Hagen-Mitte. . Der Secondhand-Laden „Stoffwechsel“ bietet deutlich mehr als der Name verspricht. Er ermutigt arbeitslose Frauen, ihren Weg neu zu gestalten.

„Stoffwechsel“ – so nennt sich der Laden in der Frankfurter Straße 90 - 92, der vor gut zwei Jahren eröffnet wurde. Der Name hat doppelte Bedeutung, spielt er doch auf Altes, was mal ausgetauscht werden könnte, wie auch auf Veränderungen im Allgemeinen an.

„Stoffwechsel“ ist ein Secondhand-Laden, in dem arbeitslose Frauen beschäftigt werden. Das Ziel der Maßnahme, die vom Hagener Jobcenter gefördert wird, ist klar: Für die Teilnehmerinnen, darunter viele Langzeitarbeitslose und Frauen mit Migrationshintergrund, soll die Chance auf die Integration in den ersten Arbeitsmarkt erhöht werden.
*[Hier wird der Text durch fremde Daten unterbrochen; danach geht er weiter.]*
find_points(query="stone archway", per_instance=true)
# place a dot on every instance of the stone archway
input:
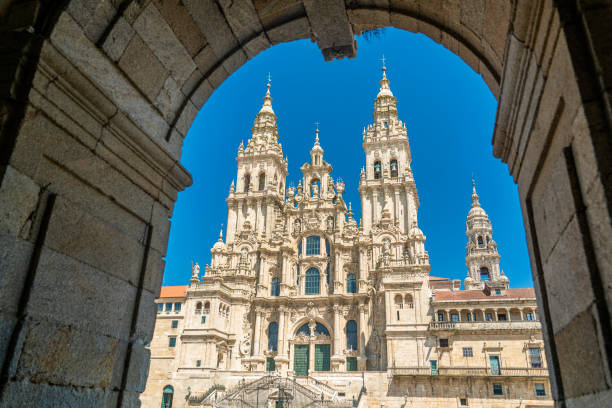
(97, 97)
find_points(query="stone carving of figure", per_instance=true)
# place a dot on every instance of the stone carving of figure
(195, 270)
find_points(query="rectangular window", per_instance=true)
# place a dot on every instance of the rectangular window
(313, 245)
(498, 389)
(434, 367)
(535, 357)
(270, 364)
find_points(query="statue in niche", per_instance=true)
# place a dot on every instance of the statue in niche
(195, 270)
Nur fünf feste Anstellungen

Die Realität sieht allerdings anders aus. Im vergangenen Jahr haben von den jährlich etwa 60 Frauen, die im „Stoffwechsel“ arbeiten, gerade einmal fünf eine feste Anstellung gefunden. Die Teilnehmerzahl von 60 kommt zustande, wenn man die 50 zur Verfügung stehenden Plätze, von denen durchschnittlich 45 genutzt werden, zugrunde legt und berücksichtigt, dass die Maßnahme in der Regel auf sechs Monate plus Verlängerungsoption ausgerichtet ist.
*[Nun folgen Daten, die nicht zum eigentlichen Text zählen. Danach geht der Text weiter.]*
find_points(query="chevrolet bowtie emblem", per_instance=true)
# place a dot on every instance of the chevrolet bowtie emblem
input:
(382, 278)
In der Nähstube: Anleiterin Sabine Staack (rechts) gibt Maßnahmen-Teilnehmerin Kokoe Kouzo wertvolle Ratschläge.
In der Nähstube: Anleiterin Sabine Staack (rechts) gibt Maßnahmen-Teilnehmerin Kokoe Kouzo wertvolle Ratschläge. © Michael Kleinrensing

„Doch man sollte nicht nur die Vermittlungsquote im Auge haben. Es geht auch darum, den Frauen eine Alltagsstruktur zurückzugeben, sie weiterzubilden, ihnen zu helfen, soziale Kontakte aufzubauen und Migrantinnen zu unterstützen, unsere Sprache besser zu lernen“, betont Silvia Knotte, Leiterin der „Stoffwechsel“-Einrichtung.

Was die Einrichtung besonders macht? Der Laden ist einerseits ein klassisches Secondhand-Geschäft, in dem jeder gebrauchte Garderobe abgeben bzw. für kleines Geld erwerben kann. Gleichzeitig werden die arbeitslosen Frauen in den Bereichen Verkauf, Wäscherei, Schneiderei und Deko-Werkstatt geschult.
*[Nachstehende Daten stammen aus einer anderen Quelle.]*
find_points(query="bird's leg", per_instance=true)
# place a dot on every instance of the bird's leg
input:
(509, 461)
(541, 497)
Gut fürs Selbstbewusstsein

„Die Frauen, die meist vom Jobcenter hierher geschickt werden, können wählen, in welchem Bereich sie hauptsächlich eingesetzt werden möchten“, erklärt Silvia Knotte. Wer selbstbewusst ist und einigermaßen gut Deutsch spricht, traut sich vielleicht zu, im Laden die Kunden zu beraten. Wer eher hauswirtschaftlich orientiert ist, wählt die Schneiderei. Frauen mit einer kreativen Ader arbeiten am liebsten in der Deko-Werkstatt, wo zum Beispiel Schaufensterdekorationen, und Grußkarten aus Stoffresten hergestellt werden.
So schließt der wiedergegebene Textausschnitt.